Good morning, friends!
I originally wanted this blog to be for the “young ambitious woman,” but I realized that I am not exactly full of wisdom on that subject. I am only at the beginning of pursuing my greatest ambitions, so I don’t have much to say.
I, however, am well-versed in mental health and wellness. In fact, it is because that I am an ambitious person that mental health is an extremely pertinent issue. If you have read my writing before, you know that I have Bipolar II. I often struggle with anxiety, mood swings, and the occasional manic-depressive episode. These symptoms have proved to be major road bumps in my journey toward “success.”
I have been hospitalized three times, taken medical leave from college twice, and admitted to a residential treatment center once. I have spent thousands of dollars in medications, therapists, and psychiatrists. I have lost relationships. I have contemplated suicide. I have hurt my GPA. I’ve done it all.
And yet, I have also accomplished a great deal. I graduated from a great college. I have worked on several campaigns. I am a strong and accomplished fundraiser. I ran an entire program as an intern at a nonprofit. I wrote a senior thesis.
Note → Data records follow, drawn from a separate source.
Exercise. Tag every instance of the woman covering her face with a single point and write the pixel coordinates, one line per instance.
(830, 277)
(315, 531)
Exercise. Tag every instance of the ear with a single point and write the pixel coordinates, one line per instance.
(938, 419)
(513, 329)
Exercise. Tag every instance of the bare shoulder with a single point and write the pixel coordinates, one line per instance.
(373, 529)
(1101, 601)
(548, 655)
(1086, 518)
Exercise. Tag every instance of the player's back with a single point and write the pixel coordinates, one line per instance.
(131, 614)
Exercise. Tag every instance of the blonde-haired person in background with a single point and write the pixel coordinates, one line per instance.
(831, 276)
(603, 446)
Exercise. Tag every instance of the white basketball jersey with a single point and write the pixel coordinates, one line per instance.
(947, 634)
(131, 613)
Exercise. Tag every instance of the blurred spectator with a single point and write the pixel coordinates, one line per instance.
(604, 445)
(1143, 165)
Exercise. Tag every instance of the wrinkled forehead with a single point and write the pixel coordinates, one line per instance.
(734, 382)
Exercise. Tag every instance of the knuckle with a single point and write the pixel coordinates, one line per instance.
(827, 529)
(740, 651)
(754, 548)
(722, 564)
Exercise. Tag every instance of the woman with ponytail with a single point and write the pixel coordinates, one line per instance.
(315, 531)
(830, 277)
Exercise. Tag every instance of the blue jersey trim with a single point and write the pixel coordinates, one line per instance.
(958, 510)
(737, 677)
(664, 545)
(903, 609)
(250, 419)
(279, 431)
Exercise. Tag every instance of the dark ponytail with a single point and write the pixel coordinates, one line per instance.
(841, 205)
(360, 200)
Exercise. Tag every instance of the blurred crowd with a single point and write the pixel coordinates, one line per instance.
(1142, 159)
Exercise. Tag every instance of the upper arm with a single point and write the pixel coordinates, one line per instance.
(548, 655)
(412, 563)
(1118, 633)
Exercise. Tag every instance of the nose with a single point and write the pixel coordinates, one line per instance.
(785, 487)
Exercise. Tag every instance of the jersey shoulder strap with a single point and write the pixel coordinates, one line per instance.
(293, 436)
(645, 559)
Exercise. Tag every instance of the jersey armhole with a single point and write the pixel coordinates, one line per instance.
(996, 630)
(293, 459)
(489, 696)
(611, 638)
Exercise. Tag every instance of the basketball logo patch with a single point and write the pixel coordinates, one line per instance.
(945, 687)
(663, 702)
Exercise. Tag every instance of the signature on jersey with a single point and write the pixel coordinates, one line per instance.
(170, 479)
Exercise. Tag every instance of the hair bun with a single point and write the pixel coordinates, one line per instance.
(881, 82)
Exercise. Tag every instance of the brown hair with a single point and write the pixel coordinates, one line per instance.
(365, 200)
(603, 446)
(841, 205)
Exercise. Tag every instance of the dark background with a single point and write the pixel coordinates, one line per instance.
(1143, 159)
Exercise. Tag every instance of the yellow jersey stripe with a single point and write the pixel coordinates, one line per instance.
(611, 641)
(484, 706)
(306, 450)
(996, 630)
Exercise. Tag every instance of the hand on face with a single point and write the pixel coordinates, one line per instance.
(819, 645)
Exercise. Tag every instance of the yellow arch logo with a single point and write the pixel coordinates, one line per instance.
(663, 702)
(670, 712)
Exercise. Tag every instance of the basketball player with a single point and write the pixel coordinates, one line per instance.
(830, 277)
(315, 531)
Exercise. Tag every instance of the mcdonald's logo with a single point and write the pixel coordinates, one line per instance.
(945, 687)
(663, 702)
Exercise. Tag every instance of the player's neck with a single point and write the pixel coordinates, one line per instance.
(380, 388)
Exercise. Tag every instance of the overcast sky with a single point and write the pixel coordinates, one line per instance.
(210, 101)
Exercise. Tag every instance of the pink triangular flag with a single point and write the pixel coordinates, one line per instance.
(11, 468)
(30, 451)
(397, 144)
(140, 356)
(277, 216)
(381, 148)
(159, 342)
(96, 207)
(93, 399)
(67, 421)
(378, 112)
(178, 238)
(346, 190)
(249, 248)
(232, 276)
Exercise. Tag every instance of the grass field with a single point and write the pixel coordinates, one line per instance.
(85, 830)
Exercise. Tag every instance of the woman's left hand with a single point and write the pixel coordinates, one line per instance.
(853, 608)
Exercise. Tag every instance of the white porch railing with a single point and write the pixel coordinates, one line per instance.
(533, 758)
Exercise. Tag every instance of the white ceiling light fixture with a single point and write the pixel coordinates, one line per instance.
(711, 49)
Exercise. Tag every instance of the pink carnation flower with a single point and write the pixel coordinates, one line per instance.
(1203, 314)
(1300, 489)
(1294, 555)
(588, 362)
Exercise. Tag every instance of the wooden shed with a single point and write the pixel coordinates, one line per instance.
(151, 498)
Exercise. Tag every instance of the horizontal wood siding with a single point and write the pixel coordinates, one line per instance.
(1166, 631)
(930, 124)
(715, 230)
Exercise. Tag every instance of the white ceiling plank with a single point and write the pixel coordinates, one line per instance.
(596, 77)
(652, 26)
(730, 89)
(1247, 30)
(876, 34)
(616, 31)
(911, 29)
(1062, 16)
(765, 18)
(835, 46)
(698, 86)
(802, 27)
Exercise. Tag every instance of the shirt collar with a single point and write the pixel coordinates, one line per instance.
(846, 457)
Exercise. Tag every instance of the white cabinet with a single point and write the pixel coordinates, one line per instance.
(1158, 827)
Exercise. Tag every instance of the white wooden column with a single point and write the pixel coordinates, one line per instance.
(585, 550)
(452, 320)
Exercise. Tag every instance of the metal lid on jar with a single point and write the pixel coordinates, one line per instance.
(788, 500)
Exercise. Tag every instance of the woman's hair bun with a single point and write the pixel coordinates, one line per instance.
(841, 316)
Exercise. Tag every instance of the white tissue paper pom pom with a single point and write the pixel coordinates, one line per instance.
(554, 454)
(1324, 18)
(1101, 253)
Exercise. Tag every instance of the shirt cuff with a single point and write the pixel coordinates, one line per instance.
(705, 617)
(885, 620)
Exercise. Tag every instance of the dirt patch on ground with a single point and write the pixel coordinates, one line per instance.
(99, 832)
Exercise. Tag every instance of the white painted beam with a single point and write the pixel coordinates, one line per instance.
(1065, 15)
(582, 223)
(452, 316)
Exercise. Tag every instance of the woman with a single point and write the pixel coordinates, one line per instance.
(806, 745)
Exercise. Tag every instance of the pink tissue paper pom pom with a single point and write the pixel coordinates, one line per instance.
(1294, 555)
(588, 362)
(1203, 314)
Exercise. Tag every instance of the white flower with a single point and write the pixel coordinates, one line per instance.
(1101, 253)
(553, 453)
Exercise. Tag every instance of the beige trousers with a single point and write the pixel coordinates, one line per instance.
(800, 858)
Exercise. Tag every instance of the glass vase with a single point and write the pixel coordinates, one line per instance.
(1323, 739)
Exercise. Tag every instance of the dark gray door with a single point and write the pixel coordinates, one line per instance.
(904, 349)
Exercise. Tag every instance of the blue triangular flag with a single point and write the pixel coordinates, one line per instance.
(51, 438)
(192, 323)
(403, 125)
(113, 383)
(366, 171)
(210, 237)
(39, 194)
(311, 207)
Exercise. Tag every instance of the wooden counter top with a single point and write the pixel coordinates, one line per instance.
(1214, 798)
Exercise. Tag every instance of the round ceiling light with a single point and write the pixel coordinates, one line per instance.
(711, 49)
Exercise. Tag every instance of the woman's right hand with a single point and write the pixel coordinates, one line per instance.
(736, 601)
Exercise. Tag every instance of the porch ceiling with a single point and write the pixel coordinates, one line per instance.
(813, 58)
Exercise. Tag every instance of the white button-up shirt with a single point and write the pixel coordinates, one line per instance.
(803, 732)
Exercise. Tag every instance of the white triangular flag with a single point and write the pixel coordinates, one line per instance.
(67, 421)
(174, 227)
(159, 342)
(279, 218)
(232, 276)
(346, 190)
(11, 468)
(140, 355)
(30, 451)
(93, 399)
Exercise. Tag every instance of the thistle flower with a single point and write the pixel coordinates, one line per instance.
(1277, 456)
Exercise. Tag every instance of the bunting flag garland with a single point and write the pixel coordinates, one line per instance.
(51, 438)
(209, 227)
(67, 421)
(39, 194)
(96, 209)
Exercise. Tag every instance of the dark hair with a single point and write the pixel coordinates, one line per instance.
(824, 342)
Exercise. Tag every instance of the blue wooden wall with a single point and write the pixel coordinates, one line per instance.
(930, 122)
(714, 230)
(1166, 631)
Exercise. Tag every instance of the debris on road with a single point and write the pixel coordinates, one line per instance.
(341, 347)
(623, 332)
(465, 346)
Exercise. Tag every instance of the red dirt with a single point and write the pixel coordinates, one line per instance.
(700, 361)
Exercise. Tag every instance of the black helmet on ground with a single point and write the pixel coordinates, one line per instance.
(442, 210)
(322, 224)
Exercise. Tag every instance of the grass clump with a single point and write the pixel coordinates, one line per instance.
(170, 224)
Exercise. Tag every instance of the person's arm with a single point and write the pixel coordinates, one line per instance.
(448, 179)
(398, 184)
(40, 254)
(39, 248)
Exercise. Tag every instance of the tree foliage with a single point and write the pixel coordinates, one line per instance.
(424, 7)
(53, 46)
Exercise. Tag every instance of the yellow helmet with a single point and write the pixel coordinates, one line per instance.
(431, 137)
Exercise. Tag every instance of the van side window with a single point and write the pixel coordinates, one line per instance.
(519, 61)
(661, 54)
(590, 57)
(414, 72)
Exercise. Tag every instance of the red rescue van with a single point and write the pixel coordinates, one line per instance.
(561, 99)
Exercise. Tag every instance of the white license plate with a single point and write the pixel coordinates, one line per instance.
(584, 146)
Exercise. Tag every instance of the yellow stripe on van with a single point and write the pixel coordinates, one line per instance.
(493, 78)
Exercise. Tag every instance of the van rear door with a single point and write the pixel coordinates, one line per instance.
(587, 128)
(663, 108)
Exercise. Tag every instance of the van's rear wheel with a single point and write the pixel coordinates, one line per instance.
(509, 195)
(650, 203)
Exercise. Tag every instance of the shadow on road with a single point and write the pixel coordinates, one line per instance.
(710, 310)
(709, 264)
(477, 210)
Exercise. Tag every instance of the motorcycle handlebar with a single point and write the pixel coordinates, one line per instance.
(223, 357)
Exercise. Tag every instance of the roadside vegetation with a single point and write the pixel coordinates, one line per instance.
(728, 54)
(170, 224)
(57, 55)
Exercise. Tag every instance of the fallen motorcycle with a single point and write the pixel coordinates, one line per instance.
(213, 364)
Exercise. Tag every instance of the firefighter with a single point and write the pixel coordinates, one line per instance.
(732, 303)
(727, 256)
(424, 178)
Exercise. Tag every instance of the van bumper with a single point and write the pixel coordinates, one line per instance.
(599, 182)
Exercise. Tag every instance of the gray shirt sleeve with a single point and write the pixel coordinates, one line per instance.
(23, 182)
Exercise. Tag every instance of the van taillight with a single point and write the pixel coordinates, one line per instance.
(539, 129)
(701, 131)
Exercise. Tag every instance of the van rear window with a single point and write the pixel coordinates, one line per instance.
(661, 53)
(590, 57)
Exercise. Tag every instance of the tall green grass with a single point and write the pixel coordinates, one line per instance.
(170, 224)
I hosted a deliberative forum.
What I am trying to say is that despite severe symptoms of mental illness, I have still experienced success and achievement. Don’t get me wrong, it was a lot of work. And it was done in the most ungraceful way possible. But it was still done. I will accomplish much greater than this, too.
If you are a person living with mental illness and you also have great ambition, then this blog is for you. Join me in my journey of self-love, self-care, and reaching for the stars. Because you deserve it.
I’ll try to write at least once a week. I really struggle with judging my own writing. As my friends and I used to grumble during the late nights of college: “Words on a page. Just get words on the page.” Not everything I’m going to write will be relevant for all people. Hell, it might only be relevant to one person. If it can help at least that one person feel less alone, then I’ve done my job.